Entre el ataque de equipos como Seguros Bilbao o Saunier Duval y el cansancio de otros, el 'pavés' de la escalada fue un auténtico calvario para la inmensa mayoría. Los primeros, por contra, tuvieron la suficiente lucidez para sumar esfuerzos y fueron nueve corredores los que bajaron a tumba abierta buscando sumar segundos. Camino ya de Cogeces de Íscar, nada más dejar San Miguel del Arroyo, la indecisión de los dos hombres de Saunier Duval y otros dos del Comunidad Valenciana que formaba parte de la cabeza fue la llamada de atención para Egoitz García y su 'tocayo' de apellido Mario García.

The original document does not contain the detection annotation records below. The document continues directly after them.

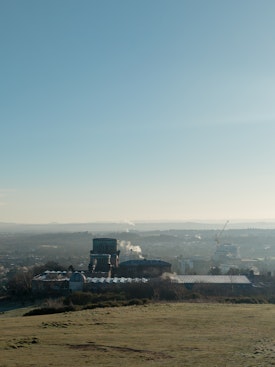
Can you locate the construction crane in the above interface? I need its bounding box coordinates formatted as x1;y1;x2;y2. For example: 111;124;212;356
215;220;229;247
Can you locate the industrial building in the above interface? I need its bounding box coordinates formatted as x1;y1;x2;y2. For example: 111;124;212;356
32;238;171;294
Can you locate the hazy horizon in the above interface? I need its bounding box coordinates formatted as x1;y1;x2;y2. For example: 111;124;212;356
0;0;275;224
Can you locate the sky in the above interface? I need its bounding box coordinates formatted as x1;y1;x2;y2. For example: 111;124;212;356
0;0;275;223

No había mucho que hablar, setrataba de sacar la mayor ventaja posible a todos los perseguidores y, por añadidura, tenía cada uno un 50% de posibilidades de ganar el esprint.
La escapada de la paz
Nada más abandonar Tordesillas todos los corredores se lanzaron como posesos en busca de la meta. Estaba a más de 138 kilómetros, pero a ninguno de los que intentaron adelantarse a sus compañeros parecía importarle. El problema estaba en que todos tenían el mismo propósito, por lo que cada poco tiempo se produjo un relevo en cabeza de carrera.

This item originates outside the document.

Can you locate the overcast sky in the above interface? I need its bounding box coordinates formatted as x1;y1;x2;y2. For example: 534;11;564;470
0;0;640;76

Fue a la vista de Nava del Rey, a unos 20 kilómetros de la salida y a media hora del inicio, cuando Pablo Aitor Bernal del Alfus Tedes y Andrés Vigil, del Comunidad Valenciana, lograron sin apenas sensación ventajas considerables. Pasaban ya del minuto en Rueda y de 1.30 en Rodilana, por lo que atrás los ánimos se apaciguaron y dejaron hacer. Ambos corredores, muy bien avenidos, aguantaron con diferencias que rondaban el minuto hasta los alrededores de Íscar, momento en que los perseguidores se fueron incorporando a la lucha por la victoria.
La subida a La Garganta, a 6 kilómetros de Portillo, hizo de freno para un momentáneo reagrupamiento, porque la división definitiva se produjo ya mucho antes de pasar por el arco de piedra de Portillo. Las fuerzas para entonces ya no estaban para excesos.
Entre Cigales y Tudela de Duero hay siete subidas, al menos tres muy similares a las de ayer. No es aventurado decir que la Vuelta se puede decidir en esta segunda etapa, dejando para mañana las clasificaciones secundarias.